Output ‘likely’ to show sharp slowdown


    PHILIPPINE factory output likely slackened to post a mere 5.5 percent increase in February, compared with a rapid 34.3 percent growth in January, the economic research arm of Moody’s Investors Service said.

    From a year earlier, however, factory output in February likely recovered from negative growth of 2.1 percent, Moody’s Analytics said.

    “Philippine industrial production likely expanded 5.5 percent in February, following January’s astronomical 34.3 percent,” Moody’s Analytics said in a weekly outlook, ahead of the release of official data by the Philippine Statistics Authority (PSA) on Tuesday.
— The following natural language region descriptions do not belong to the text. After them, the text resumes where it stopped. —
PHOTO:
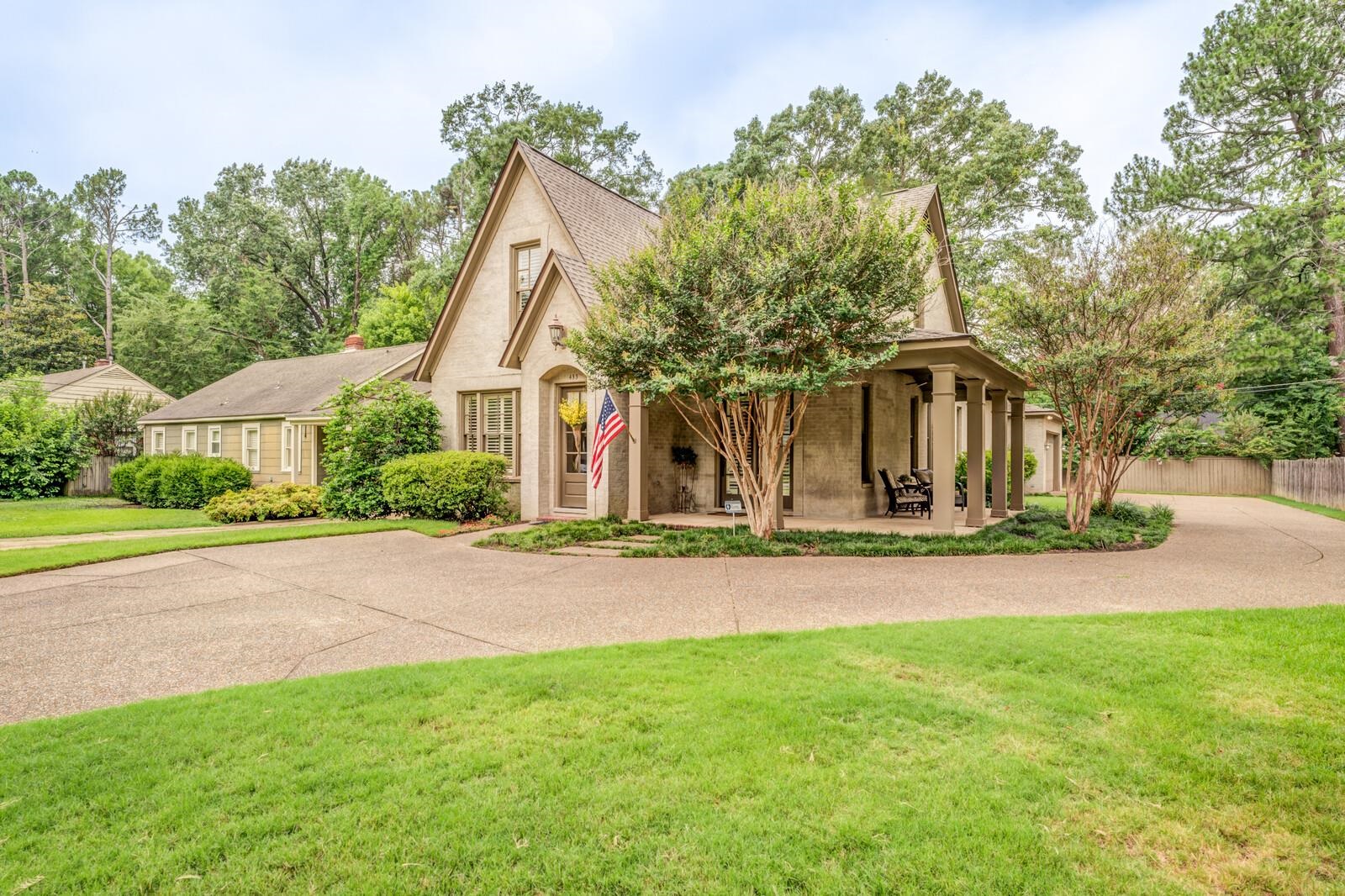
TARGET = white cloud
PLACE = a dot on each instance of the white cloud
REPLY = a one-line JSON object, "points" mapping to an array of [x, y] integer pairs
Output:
{"points": [[172, 92]]}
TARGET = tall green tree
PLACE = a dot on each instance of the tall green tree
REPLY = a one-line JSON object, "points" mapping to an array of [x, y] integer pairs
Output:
{"points": [[1258, 171], [401, 314], [299, 250], [1000, 178], [35, 225], [795, 289], [483, 125], [45, 331], [108, 224], [1116, 331]]}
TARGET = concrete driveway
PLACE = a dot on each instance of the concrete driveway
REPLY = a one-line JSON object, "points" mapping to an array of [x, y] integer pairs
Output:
{"points": [[190, 620]]}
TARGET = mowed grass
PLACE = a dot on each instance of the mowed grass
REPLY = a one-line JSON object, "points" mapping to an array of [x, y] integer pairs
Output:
{"points": [[1039, 529], [1335, 513], [76, 515], [1140, 754], [24, 560]]}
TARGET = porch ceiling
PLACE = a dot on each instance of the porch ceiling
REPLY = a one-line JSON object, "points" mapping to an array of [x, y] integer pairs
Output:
{"points": [[961, 350]]}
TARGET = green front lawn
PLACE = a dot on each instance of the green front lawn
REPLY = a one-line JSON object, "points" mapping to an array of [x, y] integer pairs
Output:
{"points": [[76, 515], [1036, 530], [37, 559], [1140, 754]]}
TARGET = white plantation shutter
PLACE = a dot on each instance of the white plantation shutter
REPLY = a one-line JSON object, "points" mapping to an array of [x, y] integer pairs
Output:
{"points": [[471, 423], [490, 423], [499, 424]]}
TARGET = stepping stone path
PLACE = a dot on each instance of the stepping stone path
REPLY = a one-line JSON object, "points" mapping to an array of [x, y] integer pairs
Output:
{"points": [[609, 548]]}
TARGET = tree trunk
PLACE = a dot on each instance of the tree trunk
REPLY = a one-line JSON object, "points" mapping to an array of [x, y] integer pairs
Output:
{"points": [[24, 260], [107, 295]]}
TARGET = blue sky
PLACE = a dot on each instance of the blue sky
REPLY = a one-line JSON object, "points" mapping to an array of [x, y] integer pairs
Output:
{"points": [[172, 92]]}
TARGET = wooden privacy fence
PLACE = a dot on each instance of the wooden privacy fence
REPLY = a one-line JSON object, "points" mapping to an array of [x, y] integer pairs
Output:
{"points": [[94, 479], [1199, 477], [1316, 482]]}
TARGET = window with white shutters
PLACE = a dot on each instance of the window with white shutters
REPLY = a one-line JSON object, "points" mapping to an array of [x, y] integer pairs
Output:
{"points": [[490, 423], [528, 264]]}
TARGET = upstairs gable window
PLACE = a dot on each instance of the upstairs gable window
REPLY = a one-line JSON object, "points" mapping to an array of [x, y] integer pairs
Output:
{"points": [[528, 264]]}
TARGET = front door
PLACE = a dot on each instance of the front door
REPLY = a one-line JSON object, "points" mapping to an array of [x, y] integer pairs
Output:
{"points": [[573, 459]]}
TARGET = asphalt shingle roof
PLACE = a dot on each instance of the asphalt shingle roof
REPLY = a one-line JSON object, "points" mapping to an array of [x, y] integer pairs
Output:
{"points": [[603, 224], [288, 387]]}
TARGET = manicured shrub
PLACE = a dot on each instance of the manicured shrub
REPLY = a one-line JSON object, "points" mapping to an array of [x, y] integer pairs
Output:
{"points": [[287, 501], [40, 445], [124, 478], [187, 481], [446, 485], [372, 424]]}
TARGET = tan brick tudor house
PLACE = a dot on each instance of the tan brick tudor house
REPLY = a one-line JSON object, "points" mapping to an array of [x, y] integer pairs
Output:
{"points": [[497, 370]]}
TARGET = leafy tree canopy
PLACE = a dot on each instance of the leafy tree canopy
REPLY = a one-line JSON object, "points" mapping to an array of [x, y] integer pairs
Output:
{"points": [[483, 125], [1258, 170], [999, 177], [1118, 331], [299, 252], [44, 333], [401, 314], [795, 288]]}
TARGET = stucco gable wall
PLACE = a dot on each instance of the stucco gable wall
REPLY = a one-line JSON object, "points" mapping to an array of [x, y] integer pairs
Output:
{"points": [[471, 356], [103, 382]]}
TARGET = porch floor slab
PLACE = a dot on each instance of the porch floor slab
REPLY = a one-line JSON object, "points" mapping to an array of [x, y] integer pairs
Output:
{"points": [[900, 525]]}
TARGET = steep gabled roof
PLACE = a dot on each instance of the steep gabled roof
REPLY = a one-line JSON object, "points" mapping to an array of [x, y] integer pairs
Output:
{"points": [[600, 222], [603, 224], [62, 378], [927, 202], [286, 387]]}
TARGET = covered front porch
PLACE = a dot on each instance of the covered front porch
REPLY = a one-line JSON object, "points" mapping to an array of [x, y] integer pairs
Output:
{"points": [[938, 396], [899, 525]]}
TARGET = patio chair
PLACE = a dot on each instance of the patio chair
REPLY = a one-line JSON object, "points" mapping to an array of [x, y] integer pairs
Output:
{"points": [[903, 497], [926, 478]]}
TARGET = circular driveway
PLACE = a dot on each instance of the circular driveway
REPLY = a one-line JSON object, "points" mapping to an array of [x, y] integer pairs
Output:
{"points": [[188, 620]]}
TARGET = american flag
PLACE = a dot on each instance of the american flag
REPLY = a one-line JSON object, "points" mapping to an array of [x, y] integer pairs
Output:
{"points": [[609, 425]]}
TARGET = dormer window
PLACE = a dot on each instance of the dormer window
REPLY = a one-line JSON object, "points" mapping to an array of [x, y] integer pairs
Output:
{"points": [[528, 262]]}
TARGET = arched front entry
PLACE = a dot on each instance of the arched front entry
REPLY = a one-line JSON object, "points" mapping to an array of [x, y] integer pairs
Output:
{"points": [[560, 465], [572, 450]]}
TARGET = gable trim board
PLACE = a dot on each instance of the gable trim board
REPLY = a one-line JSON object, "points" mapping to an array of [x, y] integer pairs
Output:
{"points": [[592, 245], [551, 275], [504, 190]]}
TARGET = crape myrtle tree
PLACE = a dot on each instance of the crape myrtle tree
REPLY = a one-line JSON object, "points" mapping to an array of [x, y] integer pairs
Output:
{"points": [[794, 287], [1116, 329]]}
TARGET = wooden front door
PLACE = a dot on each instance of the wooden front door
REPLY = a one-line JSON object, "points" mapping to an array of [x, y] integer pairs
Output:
{"points": [[573, 459]]}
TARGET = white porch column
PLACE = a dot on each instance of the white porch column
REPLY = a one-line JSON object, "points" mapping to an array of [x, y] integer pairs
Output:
{"points": [[975, 452], [638, 466], [999, 448], [778, 512], [1015, 452], [945, 447]]}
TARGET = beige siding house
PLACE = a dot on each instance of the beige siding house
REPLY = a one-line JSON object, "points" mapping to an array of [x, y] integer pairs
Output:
{"points": [[73, 387], [271, 414], [497, 367]]}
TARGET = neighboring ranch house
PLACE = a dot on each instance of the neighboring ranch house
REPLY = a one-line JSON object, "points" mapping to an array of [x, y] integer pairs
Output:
{"points": [[498, 370], [73, 387], [271, 414]]}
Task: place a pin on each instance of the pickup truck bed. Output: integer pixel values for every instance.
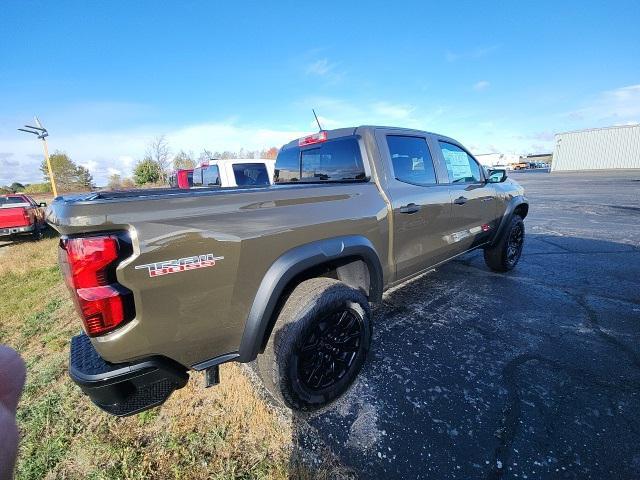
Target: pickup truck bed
(201, 277)
(20, 214)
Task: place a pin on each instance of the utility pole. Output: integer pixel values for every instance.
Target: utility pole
(42, 134)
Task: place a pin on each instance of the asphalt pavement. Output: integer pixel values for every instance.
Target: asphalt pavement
(531, 374)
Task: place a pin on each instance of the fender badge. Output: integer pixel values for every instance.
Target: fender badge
(180, 264)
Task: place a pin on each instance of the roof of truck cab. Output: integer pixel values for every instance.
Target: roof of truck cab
(348, 131)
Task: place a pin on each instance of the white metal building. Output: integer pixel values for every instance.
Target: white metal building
(493, 159)
(597, 149)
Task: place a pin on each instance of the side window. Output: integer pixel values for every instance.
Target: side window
(211, 176)
(334, 160)
(287, 166)
(461, 166)
(251, 174)
(411, 159)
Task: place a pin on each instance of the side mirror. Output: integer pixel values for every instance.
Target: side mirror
(496, 176)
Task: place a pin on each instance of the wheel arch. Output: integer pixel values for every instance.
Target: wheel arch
(518, 205)
(352, 259)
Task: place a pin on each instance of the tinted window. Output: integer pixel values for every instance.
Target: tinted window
(411, 159)
(12, 200)
(251, 174)
(287, 166)
(211, 176)
(461, 166)
(334, 160)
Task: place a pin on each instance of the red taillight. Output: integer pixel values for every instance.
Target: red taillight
(311, 139)
(87, 264)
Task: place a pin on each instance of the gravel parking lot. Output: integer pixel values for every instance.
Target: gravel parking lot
(532, 374)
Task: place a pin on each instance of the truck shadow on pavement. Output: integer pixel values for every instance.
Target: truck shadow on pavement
(473, 374)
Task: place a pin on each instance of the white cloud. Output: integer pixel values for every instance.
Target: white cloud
(481, 85)
(392, 110)
(614, 107)
(320, 67)
(108, 152)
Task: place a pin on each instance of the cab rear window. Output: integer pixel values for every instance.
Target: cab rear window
(335, 160)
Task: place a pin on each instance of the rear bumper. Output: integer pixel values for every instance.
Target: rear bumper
(123, 388)
(14, 230)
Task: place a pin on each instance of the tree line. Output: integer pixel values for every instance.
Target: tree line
(69, 177)
(152, 170)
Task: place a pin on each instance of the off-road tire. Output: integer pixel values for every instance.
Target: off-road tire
(498, 257)
(312, 305)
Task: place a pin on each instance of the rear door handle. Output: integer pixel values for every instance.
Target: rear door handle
(411, 208)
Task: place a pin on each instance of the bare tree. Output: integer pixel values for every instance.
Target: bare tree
(183, 160)
(205, 156)
(158, 150)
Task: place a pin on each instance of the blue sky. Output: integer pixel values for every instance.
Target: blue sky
(106, 77)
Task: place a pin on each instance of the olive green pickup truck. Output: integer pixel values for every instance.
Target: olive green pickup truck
(168, 281)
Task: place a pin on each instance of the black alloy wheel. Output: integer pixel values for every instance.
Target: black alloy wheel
(329, 350)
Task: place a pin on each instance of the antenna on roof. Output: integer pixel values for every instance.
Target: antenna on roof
(318, 121)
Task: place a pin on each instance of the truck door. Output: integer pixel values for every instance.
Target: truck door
(474, 206)
(421, 205)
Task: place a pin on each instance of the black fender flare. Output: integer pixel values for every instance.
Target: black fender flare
(506, 217)
(287, 267)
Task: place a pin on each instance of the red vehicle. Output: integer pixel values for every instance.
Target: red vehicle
(21, 214)
(181, 178)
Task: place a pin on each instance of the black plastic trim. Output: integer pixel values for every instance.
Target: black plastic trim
(506, 218)
(293, 263)
(123, 388)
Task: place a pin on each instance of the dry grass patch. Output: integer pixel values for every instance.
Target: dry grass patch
(221, 432)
    The research firm did not, however, address manufacturing value, which expanded 26.5 percent in January, a reversal of a 1.1 percent decline in the same month a year earlier, according to data from the PSA.

    Moody’s Analytics pointed out that the Philippines is set to have one of the best performing economies in the region again in 2016.

    “Food production is expected to grow strongly in the coming months, as negative effects a severe El Niño had on crop production start to dissipate,” it added.

    Manufacturing output as measured by the Volume of Production Index (VoPI) grew 34.3 percent in January from 5.0 percent in December.

    The expansion was attributed to robust demand and improvements in eight out of 20 major industries: Chemical products, tobacco products, machinery except electrical, food manufacturing, electrical machinery, beverages, rubber and plastic products, and footwear and wearing apparel.

    In a separate report on the VoPI following the release of the January data, the National Economic Development Authority (NEDA) said the manufacturing sector is expected to grow more strongly in 2016, after managing only moderate growth in 2015 due to weak global demand and adverse weather conditions.

    The agency said a bullish business outlook is anticipated for the second quarter of 2016 on the back of higher election-related spending activities and the rollout of infrastructure projects.

    “Continued implementation of projects under the public-private partnership and stronger domestic demand during the summer season will further support the growth in manufacturing sector,” NEDA said.